Based on the above answers / comments I tried the benchmarking again -

1) The reducers version is faster on a magnitude of 10^3.

2) This applies for both small collections (4 elements) and larger ones (500 element) where chunking can happen for lazy seqs.

3) Thus even with chunking, lazy evaluation is much slower than eager evaluation.

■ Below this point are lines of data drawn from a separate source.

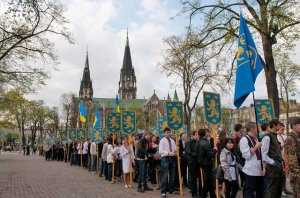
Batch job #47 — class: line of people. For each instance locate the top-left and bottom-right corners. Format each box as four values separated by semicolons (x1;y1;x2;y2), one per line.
42;118;300;198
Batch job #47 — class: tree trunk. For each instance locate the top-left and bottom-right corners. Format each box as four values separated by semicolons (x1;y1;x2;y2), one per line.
261;35;280;118
285;86;290;133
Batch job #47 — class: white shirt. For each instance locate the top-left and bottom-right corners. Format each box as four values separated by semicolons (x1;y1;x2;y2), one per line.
239;137;262;176
77;143;82;155
82;141;89;155
101;142;108;161
158;137;176;157
261;135;275;165
90;142;97;155
277;134;287;157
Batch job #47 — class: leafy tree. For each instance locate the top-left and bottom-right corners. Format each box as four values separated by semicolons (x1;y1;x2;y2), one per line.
183;0;300;117
0;0;72;88
61;93;75;134
160;32;224;133
275;50;300;131
0;89;29;145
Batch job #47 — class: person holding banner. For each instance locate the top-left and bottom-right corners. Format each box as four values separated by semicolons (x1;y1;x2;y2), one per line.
158;127;176;197
197;129;216;198
186;131;202;197
136;130;153;192
239;122;264;198
120;138;134;188
261;119;284;198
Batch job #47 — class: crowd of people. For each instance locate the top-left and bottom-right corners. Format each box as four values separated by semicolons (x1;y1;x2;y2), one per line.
44;117;300;198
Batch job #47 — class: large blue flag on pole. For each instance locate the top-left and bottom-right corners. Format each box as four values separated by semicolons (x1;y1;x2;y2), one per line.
79;101;87;123
234;14;263;108
93;110;101;129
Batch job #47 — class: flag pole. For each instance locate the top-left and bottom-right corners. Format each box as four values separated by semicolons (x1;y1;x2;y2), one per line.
252;91;264;170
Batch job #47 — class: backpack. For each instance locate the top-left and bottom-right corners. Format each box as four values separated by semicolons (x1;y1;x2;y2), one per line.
234;135;254;167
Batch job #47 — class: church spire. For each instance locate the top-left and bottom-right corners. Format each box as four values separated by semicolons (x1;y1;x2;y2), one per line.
118;29;136;100
122;29;133;72
173;89;179;101
79;50;93;100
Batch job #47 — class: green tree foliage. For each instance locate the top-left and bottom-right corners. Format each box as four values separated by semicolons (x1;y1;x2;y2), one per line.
183;0;300;117
0;0;72;88
160;32;225;133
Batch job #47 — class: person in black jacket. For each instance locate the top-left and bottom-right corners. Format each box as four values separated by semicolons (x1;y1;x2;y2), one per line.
186;131;202;197
136;131;153;192
197;129;216;198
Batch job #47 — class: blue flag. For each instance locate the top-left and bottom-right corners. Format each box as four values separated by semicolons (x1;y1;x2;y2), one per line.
93;110;101;129
79;101;87;123
234;15;263;108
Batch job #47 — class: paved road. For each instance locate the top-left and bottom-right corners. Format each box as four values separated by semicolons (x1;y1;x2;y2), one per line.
0;153;190;198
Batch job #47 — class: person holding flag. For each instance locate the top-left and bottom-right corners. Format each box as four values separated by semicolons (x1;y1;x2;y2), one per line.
79;101;87;123
234;14;264;198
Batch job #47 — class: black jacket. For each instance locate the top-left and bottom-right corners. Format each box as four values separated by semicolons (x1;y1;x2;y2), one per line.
185;139;199;164
136;138;148;159
197;137;215;169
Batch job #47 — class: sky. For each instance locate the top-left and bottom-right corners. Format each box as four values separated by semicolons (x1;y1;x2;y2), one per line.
29;0;300;106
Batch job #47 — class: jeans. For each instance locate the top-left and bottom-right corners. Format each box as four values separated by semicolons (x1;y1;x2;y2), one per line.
90;155;97;171
243;174;265;198
137;160;147;187
160;157;176;194
201;167;216;198
189;162;202;196
264;174;285;198
224;180;239;198
107;163;112;181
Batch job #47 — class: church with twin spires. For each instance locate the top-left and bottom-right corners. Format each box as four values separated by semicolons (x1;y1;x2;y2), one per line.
73;33;178;127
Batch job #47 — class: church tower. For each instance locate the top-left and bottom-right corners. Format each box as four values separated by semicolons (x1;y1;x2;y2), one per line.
79;52;93;101
118;31;136;100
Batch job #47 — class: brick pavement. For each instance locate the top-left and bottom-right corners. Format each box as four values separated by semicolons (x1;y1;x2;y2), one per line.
0;152;190;198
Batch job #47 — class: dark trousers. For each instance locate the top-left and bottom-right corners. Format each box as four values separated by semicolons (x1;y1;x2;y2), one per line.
264;174;284;198
89;155;97;171
82;154;88;168
100;160;108;179
189;162;202;197
137;160;147;187
244;174;265;198
224;179;239;198
160;157;176;194
107;163;112;181
201;167;216;198
180;158;188;186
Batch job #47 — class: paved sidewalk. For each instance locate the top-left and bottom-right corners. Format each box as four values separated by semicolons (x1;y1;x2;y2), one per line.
0;152;190;198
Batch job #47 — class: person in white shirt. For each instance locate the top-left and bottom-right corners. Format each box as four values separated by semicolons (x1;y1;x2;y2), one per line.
261;119;284;198
77;142;82;166
90;142;97;171
82;140;89;168
277;122;293;196
120;138;134;188
158;127;176;197
239;122;264;198
100;139;108;180
106;138;115;181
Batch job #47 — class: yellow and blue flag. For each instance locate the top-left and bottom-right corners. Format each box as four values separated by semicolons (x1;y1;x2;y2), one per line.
116;95;121;113
234;14;264;108
93;110;101;129
79;101;87;123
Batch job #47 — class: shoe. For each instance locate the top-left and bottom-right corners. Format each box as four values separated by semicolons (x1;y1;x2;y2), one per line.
138;187;142;192
284;190;294;195
144;184;153;191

Corrections based on the remark :- the reducers only get executed on the reduce operation, which was not getting executed in the above code -

(quick-bench (->> [1 2 3 4]
                  (r/map inc)
                  (r/map inc)
                  (r/map inc)
                  (into [])))

;; Evaluation count : 331302 in 6 samples of 55217 calls.
;; Execution time mean : 2.035153 µs
;; Execution time std-deviation : 314.070348 ns
;; Execution time lower quantile : 1.720615 µs ( 2.5%)
;; Execution time upper quantile : 2.381706 µs (97.5%)
;; Overhead used : 7.546189 ns

(quick-bench (->> (range 500)
                  (r/map inc)
                  (r/map inc)
                  (r/map inc)
                  (into [])))

;; Evaluation count : 3870 in 6 samples of 645 calls.
;; Execution time mean : 150.349870 µs
;; Execution time std-deviation : 2.825632 µs
;; Execution time lower quantile : 146.468231 µs ( 2.5%)
;; Execution time upper quantile : 153.271325 µs (97.5%)
;; Overhead used : 7.546189 ns

So the reducer versions are 30-70 % faster than the transducer counterparts. The performance differential increases as the data set size increases.